Let’s Redefine Failure

Where to start?  I think, at least in my experience, we have a horrible view of failure, a negative view of failure.  We are worried to try something for fear of getting it “wrong” the first time.  We study, we observe, we try to be sure we are going to get it right before we even attempt something.  From riding a bike to being a doctor to going on an adventure to starting a business and, most importantly, to chasing our dreams.

I was watching a movie the other day–a Christmas movie–and paused the movie to talk to my youngest son about failure.  I started to talk about failure, but stopped myself and asked him how he felt about failing.  I actually couldn’t believe how that sounded.  How do you feel about failing?  What the hell?  He said he wasn’t too concerned about it and didn’t really want to talk anymore; could he get back to his school work?  I continued talking and really thinking through the problem, reiterating at every turn that it was okay to fail.

Finally, my epiphany came.  It’s all because of grades that we have this unhealthy perception that failing is bad, that it’s the opposite of success, the opposite of good.  So, because of our grading system, we are afraid to fail.  This has transferred into all aspects of life for many, many people.  Possibly–and I am just throwing this out there–for everyone except those who got F’s in school and survived.  Getting F’s in school doesn’t actually measure ones intelligence or chance for success in life.  It measures your ability to memorize, sit still, conform, test well, follow the rules of an establishment, conform (did I say that already?), regurgitate information and suck up to teachers.

I get back to Christopher and detail my new-found knowledge with him; and I am angsty that this is a thing.  He’s supposed to be the angsty teen, by the way.  I tell him that I am happy he seems to not be negatively affected by this phenomenon.  He’s not devoid of concern about failing; it’s just more subtle.  He says to me that he was always a good student in elementary school and has been home schooled in middle school so he hasn’t had to deal with “failing” grades or that possibility.  For this, I am actually relieved. Next year, he goes to high school and we will definitely have a much different perspective on grades than we have in the past.  I have always told my kids we expect them to do their best, and I mostly still believe that, maybe with a few modifiers.

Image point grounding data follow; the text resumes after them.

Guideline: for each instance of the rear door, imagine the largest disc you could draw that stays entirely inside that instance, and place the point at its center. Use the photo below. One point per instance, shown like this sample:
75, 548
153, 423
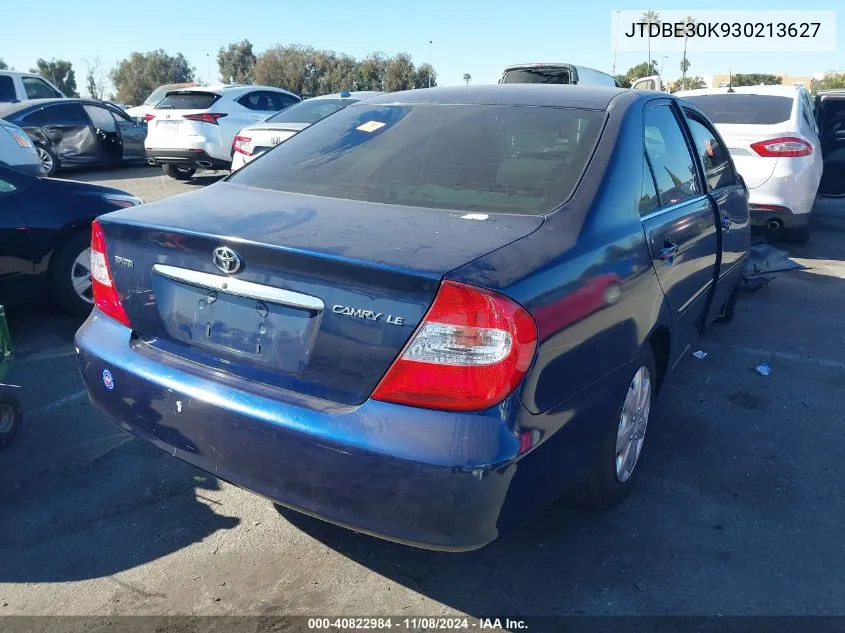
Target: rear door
71, 133
16, 267
730, 197
132, 134
108, 137
679, 219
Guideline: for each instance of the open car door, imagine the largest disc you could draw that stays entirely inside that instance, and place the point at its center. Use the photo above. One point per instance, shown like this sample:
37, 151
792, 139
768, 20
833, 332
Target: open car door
830, 113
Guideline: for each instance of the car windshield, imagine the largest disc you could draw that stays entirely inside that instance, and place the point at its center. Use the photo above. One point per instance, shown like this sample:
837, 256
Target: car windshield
508, 159
559, 75
744, 109
310, 110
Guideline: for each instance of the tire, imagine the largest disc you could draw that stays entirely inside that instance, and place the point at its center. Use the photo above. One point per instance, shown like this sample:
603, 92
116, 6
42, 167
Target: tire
177, 172
49, 160
607, 485
11, 418
798, 235
69, 264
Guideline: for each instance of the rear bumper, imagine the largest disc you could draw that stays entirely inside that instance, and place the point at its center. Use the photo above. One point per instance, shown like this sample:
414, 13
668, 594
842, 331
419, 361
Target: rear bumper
425, 478
197, 158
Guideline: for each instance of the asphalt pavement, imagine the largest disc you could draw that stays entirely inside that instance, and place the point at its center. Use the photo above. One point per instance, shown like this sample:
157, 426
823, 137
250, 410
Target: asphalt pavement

So, what are you not doing because you are afraid of failing?  Do you measure your life, successes, progress, etcetera on a grading system?  If so, who decides what constitutes an A or an F or a C?  How can we change our outlook on failure?  How can we raise our children to not be concerned only with grades, with getting A’s in a significantly subjective world?

Maybe we take back the word: give it less weight, less value or importance.  Next time I forget something at the grocery store, maybe I will say well, you failed at that shopping trip!! Forgot your coat: fail.  Burnt the cookies: fail.  How about every year that you don’t do something you love, want to, dream of doing; you say I failed at not going back to school or to grad school, or I failed at not going on that tropical vacation, or I failed at not taking care of myself?

It’s not super easy to change your perspective, especially when it’s ingrained so deeply, but it is certainly worth a try.